As noted elsewhere (for instance Ars Technica or OsNews or the EU itself) the European Commission has reached a conclusion with Microsoft about Internet browser choice for consumers. The proposed remedy is a browser ballot, from which users of new (and possibly also old) installations of the Windows operating system will be able to select a browser to use.
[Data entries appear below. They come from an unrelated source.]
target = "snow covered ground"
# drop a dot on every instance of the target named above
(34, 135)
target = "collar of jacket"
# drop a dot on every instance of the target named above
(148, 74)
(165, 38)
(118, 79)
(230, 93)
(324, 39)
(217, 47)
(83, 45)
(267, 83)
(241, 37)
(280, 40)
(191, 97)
The devil is, of course, in the details, and the Free Software Foundation Europe is on the case. The (well, one) thing to watch out for is freezing the browser market in much the same way that it is now; that is, suppose the browser ballot says "Arora, Firefox, IE, Opera" then we have replaced a monopoly by an oligarchy and continue to frustrate innovation and choice on the desktop. So details include questions like "how do we determine which browsers are on the ballot at any given time?" That ties in to the dynamic nature of the browser market (well, that part outside of the monopoly) where new versions are released regularly and there's a whole forest of Free Software alternatives to the "Big Three" (IE, FF, SafOpera). Designing a ballot that prevents leveraging the existing monopoly position is another issue -- of the big three browsers, only one has the word "Internet" in the name, which may skew the ballot.

So the coming months have an interesting mix of social and technical work upcoming in order to provide a remedy that is, in fact, a remedy and not a placebo. The FSFE will continue to follow the case and press for Freedom in browser selection, and supports fair access, competition and innovation in the browser market.